I wanted to write something about the land, which is when I decided to write a short story about this woman, who lives in Botswana.
She inherits cattle from her father, which she sells to start a business. Now, she could have done any business, but I decided she will start a detective agency.
After finishing the story, I liked it and decided to write a book.
People liked the book and asked me if I could write a sequel; one book led to the other and last year it was the 19th edition."
Why makes the character so popular? "Probably because people like to spend more time with the characters; Mma Precious is a person you would like to have tea with.
The world I write about in the book is a much more peaceful one that the real world we live in.
There are no conflicts, confrontation and I think readers love to read about such a resolved world," the author whose scope of writing is varied – non-fiction, children's books, and fiction, relates.
Edition after edition, it was a new mystery of missing husbands, errant daughters, Mma Precious' own life; all happening in Botswana occasionally moving to other places in the neighbourhood.

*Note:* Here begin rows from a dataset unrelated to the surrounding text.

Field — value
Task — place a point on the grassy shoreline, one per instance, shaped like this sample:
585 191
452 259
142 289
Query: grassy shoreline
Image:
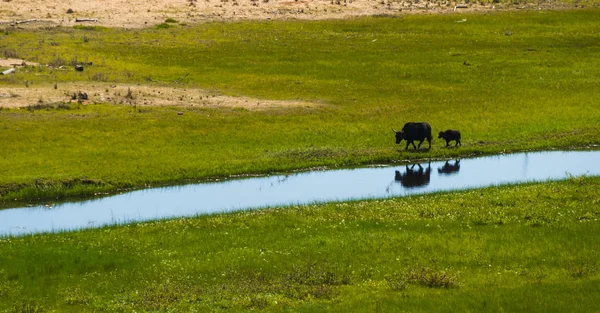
526 247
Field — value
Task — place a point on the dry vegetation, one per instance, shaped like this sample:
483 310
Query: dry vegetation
138 95
143 13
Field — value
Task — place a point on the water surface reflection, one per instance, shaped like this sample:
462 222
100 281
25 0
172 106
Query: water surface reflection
414 177
300 188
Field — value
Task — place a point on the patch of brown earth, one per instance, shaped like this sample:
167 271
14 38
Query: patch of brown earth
139 95
145 13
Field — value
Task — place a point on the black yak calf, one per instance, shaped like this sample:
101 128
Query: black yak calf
450 135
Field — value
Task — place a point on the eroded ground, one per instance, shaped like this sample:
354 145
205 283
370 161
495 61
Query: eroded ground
139 95
143 13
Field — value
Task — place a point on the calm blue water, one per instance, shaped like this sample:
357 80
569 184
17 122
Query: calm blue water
301 188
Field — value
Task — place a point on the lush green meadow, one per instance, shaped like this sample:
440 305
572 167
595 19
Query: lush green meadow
509 81
529 248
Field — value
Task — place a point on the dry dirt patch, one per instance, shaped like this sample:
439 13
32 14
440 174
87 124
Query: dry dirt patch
144 13
140 95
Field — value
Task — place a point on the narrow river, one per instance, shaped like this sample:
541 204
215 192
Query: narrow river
300 188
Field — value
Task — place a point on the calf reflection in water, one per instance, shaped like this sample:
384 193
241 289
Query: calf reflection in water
450 168
414 177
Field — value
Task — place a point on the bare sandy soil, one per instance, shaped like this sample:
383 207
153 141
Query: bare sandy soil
139 95
147 13
143 13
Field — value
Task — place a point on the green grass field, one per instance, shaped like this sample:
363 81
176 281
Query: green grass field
529 248
509 81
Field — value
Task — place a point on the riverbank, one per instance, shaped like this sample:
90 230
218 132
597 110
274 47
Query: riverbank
515 248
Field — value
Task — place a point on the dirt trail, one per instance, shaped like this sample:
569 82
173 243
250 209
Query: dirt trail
139 95
144 13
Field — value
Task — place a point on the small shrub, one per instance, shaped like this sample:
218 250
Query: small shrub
163 26
57 62
99 77
430 278
10 54
396 282
27 306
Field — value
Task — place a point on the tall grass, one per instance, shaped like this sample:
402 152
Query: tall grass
509 81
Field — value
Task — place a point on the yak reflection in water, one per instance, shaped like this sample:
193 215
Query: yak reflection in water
414 177
450 168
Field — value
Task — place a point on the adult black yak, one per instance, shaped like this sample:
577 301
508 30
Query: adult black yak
450 135
414 131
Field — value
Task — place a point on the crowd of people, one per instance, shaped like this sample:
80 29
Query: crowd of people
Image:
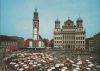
28 61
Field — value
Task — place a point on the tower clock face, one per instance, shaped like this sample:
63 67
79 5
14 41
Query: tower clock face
35 30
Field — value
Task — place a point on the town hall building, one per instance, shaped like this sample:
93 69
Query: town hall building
69 36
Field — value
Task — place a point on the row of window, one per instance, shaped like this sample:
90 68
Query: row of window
79 42
8 43
69 37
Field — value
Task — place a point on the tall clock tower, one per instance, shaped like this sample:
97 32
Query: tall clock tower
36 26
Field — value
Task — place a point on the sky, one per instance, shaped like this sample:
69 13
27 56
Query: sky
16 16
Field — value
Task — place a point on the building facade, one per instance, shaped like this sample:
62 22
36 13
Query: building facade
97 46
37 39
90 44
69 36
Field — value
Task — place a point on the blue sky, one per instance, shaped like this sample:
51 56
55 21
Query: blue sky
16 15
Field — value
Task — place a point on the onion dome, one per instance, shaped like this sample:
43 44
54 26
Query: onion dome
69 21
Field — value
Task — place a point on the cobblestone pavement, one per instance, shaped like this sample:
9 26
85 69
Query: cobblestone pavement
57 55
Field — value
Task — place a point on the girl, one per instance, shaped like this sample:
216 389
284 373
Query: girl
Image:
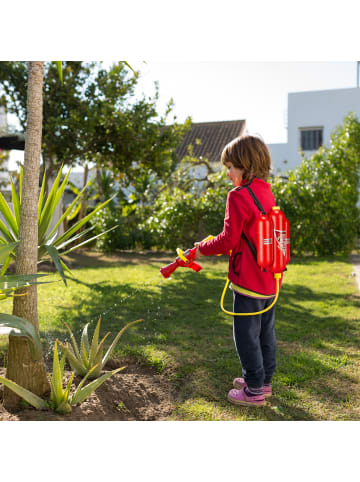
248 164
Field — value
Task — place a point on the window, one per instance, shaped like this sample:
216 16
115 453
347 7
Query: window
311 139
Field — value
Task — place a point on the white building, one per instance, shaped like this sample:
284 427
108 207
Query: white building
312 116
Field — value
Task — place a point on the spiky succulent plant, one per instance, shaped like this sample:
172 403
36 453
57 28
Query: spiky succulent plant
83 360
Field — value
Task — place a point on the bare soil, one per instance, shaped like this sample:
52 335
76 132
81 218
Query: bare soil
135 393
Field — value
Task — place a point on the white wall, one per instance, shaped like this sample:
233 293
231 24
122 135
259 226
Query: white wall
324 108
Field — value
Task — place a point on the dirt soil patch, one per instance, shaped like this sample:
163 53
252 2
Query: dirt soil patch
135 393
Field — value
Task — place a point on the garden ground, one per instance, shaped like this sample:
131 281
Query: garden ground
181 360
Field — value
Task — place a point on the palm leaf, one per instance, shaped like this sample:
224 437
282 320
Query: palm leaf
41 197
28 396
47 212
66 213
56 259
8 216
113 344
26 329
16 203
76 363
6 265
81 223
88 240
56 379
73 341
82 393
94 343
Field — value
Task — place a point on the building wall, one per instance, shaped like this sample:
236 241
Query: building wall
325 108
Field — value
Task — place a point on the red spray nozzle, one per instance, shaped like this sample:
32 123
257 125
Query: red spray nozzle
189 255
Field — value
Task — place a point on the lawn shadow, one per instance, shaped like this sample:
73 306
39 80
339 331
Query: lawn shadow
183 319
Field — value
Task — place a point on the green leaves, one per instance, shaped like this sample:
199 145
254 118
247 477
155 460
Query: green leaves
26 329
49 243
28 396
320 196
60 399
89 360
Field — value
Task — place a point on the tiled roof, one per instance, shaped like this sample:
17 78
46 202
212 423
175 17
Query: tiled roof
213 136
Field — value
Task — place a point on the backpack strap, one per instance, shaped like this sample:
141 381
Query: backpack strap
260 208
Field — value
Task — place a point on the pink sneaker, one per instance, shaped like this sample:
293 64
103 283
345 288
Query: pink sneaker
240 383
239 397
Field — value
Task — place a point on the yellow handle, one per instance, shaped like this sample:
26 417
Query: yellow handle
276 276
180 253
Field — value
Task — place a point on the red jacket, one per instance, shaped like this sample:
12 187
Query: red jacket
240 215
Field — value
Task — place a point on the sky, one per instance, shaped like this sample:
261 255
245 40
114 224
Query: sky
220 91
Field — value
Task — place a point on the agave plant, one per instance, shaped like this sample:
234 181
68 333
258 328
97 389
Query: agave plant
89 360
60 400
49 242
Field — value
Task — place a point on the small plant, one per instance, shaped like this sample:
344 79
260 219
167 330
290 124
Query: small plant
84 361
49 242
60 399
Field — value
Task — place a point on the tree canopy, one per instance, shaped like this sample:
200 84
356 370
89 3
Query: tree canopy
93 116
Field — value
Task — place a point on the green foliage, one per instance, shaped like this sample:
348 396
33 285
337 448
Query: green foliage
180 217
89 360
320 196
60 400
165 214
92 115
49 242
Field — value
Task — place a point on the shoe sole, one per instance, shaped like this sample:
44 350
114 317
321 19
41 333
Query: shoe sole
246 404
239 387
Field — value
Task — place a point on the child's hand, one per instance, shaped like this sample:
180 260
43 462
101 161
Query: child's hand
198 253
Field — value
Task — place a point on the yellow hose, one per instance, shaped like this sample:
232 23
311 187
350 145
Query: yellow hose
276 276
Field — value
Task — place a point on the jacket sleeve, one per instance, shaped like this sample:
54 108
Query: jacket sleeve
229 238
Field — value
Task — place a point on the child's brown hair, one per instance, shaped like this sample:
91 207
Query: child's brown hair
249 153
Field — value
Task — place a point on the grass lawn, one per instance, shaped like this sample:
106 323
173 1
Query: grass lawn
187 336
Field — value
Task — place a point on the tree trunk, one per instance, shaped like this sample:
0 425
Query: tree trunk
82 212
98 179
21 368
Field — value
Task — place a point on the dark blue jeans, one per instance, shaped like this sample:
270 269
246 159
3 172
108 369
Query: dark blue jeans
255 341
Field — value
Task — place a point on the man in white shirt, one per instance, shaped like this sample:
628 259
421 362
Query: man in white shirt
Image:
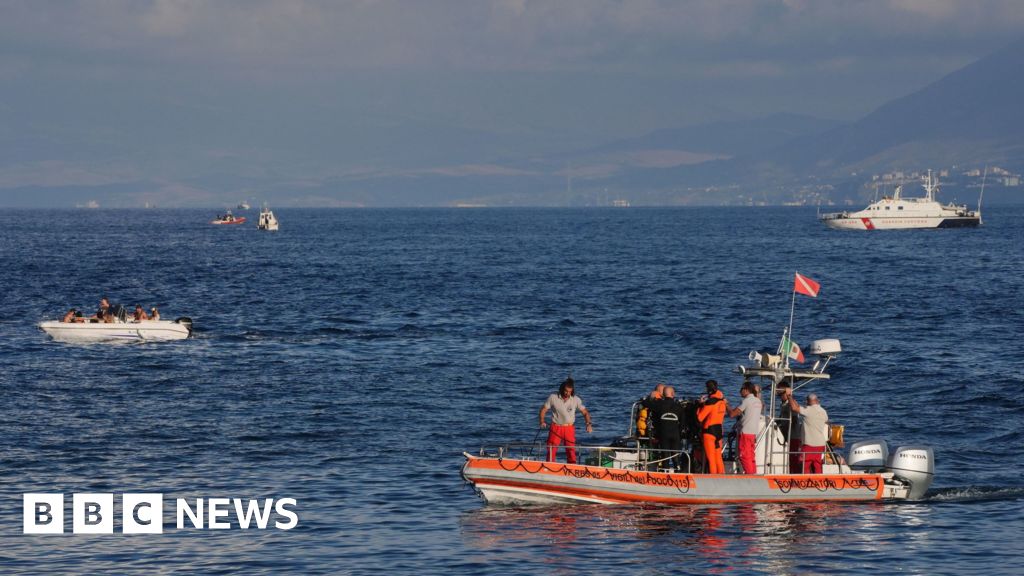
563 406
750 418
814 426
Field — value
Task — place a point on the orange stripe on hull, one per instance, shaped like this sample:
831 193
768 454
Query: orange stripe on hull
790 488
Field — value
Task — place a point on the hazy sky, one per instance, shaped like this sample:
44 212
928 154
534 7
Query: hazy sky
206 96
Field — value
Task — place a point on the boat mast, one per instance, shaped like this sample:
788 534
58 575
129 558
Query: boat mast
983 176
930 187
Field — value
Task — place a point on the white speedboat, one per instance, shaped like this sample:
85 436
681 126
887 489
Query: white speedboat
897 212
632 469
228 219
266 219
143 330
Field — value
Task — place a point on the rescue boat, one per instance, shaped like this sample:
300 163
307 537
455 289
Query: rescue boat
119 330
632 469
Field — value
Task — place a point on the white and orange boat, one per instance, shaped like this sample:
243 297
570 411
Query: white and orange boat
631 470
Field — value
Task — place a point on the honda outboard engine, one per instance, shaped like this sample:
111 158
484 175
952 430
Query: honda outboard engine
868 454
914 464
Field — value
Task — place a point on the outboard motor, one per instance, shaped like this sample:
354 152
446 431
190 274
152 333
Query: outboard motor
868 454
184 321
914 464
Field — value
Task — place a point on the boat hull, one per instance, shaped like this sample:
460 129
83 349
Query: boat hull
901 222
512 481
147 330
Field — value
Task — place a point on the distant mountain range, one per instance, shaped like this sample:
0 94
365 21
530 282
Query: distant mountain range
972 118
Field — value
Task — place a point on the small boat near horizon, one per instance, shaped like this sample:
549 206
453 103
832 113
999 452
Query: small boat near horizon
119 330
899 212
228 219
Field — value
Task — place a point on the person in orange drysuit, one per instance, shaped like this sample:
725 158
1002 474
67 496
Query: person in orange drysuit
712 414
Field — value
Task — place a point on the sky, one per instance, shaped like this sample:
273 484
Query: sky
190 103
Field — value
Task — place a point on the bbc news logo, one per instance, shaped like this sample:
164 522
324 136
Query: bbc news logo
143 513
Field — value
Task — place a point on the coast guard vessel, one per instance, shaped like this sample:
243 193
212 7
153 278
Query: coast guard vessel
632 469
898 212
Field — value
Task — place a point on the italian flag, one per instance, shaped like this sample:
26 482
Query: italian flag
793 351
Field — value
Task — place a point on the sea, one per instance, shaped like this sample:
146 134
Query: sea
349 360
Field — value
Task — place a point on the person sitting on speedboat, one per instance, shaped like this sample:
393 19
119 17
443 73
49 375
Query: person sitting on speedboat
102 312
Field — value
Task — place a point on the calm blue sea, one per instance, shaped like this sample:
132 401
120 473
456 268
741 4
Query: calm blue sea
348 360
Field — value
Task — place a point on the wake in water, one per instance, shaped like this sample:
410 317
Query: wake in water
974 494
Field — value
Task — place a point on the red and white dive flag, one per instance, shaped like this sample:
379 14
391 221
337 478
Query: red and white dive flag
806 286
792 350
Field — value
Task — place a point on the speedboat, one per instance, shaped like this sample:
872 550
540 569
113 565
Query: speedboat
631 468
228 218
119 330
266 219
898 212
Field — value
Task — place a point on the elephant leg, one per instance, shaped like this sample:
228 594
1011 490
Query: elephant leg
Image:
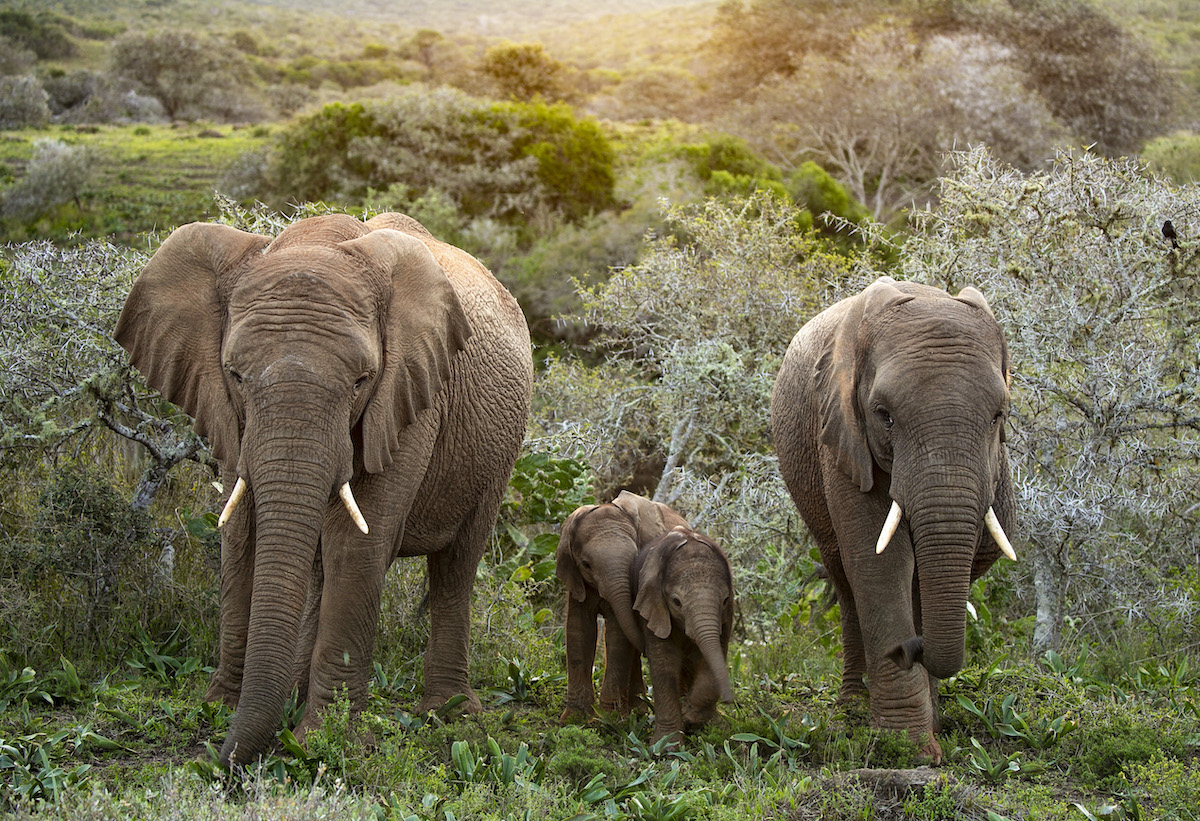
700 705
853 652
619 657
237 583
310 622
347 622
451 580
666 669
581 653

The characters have not changed, the world of Mma Precious has not changed, she has not changed, Botswana in the book has remained the same, "The secretary still uses a typewriter.
She does not have a mobile phone. Obviously, characters can evolve during the course, but they don't need to change too much.
I don't think anyone likes 'change' as much, hence I decided to ignore change," shares Alexander, who reveals his inspiration for the detective series has been the legendary RK Narayan, and his 'Malgudi Days.
"Interestingly enough; for 'The No. 1 Ladies Detective', one of the main influences and I think, an influence without which, I would not have written those books was RK Narayan.
The 'Malgudi Days'. I loved his books. He was a wonderful writer.
He was writing about life in a small town, and the 'No. 1 Detective Agency' has the same atmosphere. He was a big influence though there were other writers along the way," were his exact words.
For the Dalhousie series, his major influence has been Barbara Pym, he says, "In my view, she was 20th century Jane Austen.
I like writers, who write about the little world and in writing about their familiar everyday world they create a whole universe and about all problems in life in small transactions.
You didn't need a big 'War and Peace' to actually talk about human nature.
If you take RK Narayan he talks about small lives. Jane Austen said that her novels were little pictures in little squares of ivory."
His admiration for Jane Austen is evident and he also has written a re-interpretation of Emma – "I transferred into contemporary.''
Alexander McCall Smith writes every day.
He has written over a 100 books and is currently working on the 13th volume of Scotland Street Novels, which is a series published every day in a Scotland Newspaper, is going to start working on the 20th volume of 'No. 1 Detective Agency', he just finished his second in the series of 'My Italian Bulldozer' – 'Second Worst Restaurant in France' and the fourth book in the children's Tobermory series.
And as he speaks, he finished yet another chapter for the Scotland series and he teases by indicating there will be a mention of Jaipur in the chapter, from which readers can know where he is writing from.
He shares his secret: "One just must sit down and write. Don't wait for the muse to come and tap on your shoulder.
It will never happen. When people ask me for my advice, and I tell them – when you finish your first novel go to your second, it will be better. And, after the second, start your third novel. Do not go back to the previous one and start to rework."